The poem is written in the first person point of view with the use of pronouns I and
we. The protagonist in the poem is recollecting moments from his childhood. About his
drunk father that would always dance the waltz with him before going off to bed. However,
there is a sense of ambiguity in the poem. It sounds very light and a happy tone of a son
liking and loving the father spending time with him despite everything but it could also be
about a father who endangers his wife and son’s life by being a violent drunkard. A
number of negative words are found in the poem such as whiskey, dizzy, death,
romped, unfrown, battered, scraped, and dirt. Positive words in the poem are
waltzing, held, and clinging. As can be noticed, the words found in positives are verbs,
a showcasing of an action, whereas, the negative words are mostly adjectives or nouns.
Polysemic word like beat could either mean the sound or music of the waltz or the violent
act of hurting someone physically. It could mean the latter since there is a mention of the
belt or buckle that may or may not be the one used by the father to beat his child. These
shows how ambiguous the poem is in terms of interpretation – in shades of white or black.
The lines in the first stanza: But I hung on like death: Such waltzing was not easy, could
infer the child’s strong adoration for his father. The lines in the second stanza: we romped
until the pans slid from the kitchen shelf, might signify about the clumsiness and off-beat
steps of his father as he dances with him and how every night he hurt him and his mother.

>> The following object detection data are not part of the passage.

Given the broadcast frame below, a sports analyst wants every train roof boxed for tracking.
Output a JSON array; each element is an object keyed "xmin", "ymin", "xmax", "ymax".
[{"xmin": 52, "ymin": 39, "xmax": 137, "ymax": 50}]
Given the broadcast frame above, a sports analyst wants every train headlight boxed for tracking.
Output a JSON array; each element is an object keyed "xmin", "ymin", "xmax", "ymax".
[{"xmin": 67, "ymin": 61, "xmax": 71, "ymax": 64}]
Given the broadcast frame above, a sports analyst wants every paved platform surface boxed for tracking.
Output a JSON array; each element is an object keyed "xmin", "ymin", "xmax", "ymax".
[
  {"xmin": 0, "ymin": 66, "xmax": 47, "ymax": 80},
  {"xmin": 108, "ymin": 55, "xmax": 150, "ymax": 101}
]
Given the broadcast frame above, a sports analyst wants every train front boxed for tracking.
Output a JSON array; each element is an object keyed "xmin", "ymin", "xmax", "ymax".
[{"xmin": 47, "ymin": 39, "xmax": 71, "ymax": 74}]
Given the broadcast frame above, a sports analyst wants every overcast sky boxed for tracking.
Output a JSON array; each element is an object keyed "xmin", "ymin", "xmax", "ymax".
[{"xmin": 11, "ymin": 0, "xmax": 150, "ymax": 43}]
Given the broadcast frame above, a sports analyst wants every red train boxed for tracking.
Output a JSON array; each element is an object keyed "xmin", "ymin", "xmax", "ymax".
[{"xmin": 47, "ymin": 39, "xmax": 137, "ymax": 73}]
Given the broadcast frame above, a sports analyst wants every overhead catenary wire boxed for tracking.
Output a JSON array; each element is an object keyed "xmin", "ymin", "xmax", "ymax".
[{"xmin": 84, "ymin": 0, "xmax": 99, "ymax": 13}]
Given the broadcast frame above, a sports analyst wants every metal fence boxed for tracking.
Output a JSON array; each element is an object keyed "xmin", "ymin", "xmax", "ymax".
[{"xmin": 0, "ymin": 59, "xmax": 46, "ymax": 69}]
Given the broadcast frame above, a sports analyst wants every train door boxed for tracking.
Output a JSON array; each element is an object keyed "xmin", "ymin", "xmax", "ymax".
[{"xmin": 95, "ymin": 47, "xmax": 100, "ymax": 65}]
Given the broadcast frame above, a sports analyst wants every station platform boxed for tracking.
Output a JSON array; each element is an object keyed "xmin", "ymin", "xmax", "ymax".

The fourth stanza lines: then waltzed me off to bed still clinging to your shirt, is about after
the dance is time for rest and despite the end of it, the child still asks for time to spend
with his father or the child would carry the pain of abuse until he falls asleep.

Theodore Roethke’s My Papa’s Waltz is a poem that can be interpreted two ways.
In the positive theme, about a son and father relationship full of love and adoration. The
negative theme, about a drunkard father who is violent and abuses his family that scars
them for life. The poem is a waltz itself that takes you about the smooth beat and perfect
steps, until it reaches the clumsiness and falling over of the steps, being off-beat, and the
end of the waltz.

Sources:
Oxford University Press (1967). My Papa’s Waltz by Theodore Roethke from The
Second Century Anthologies of Verse Book 2.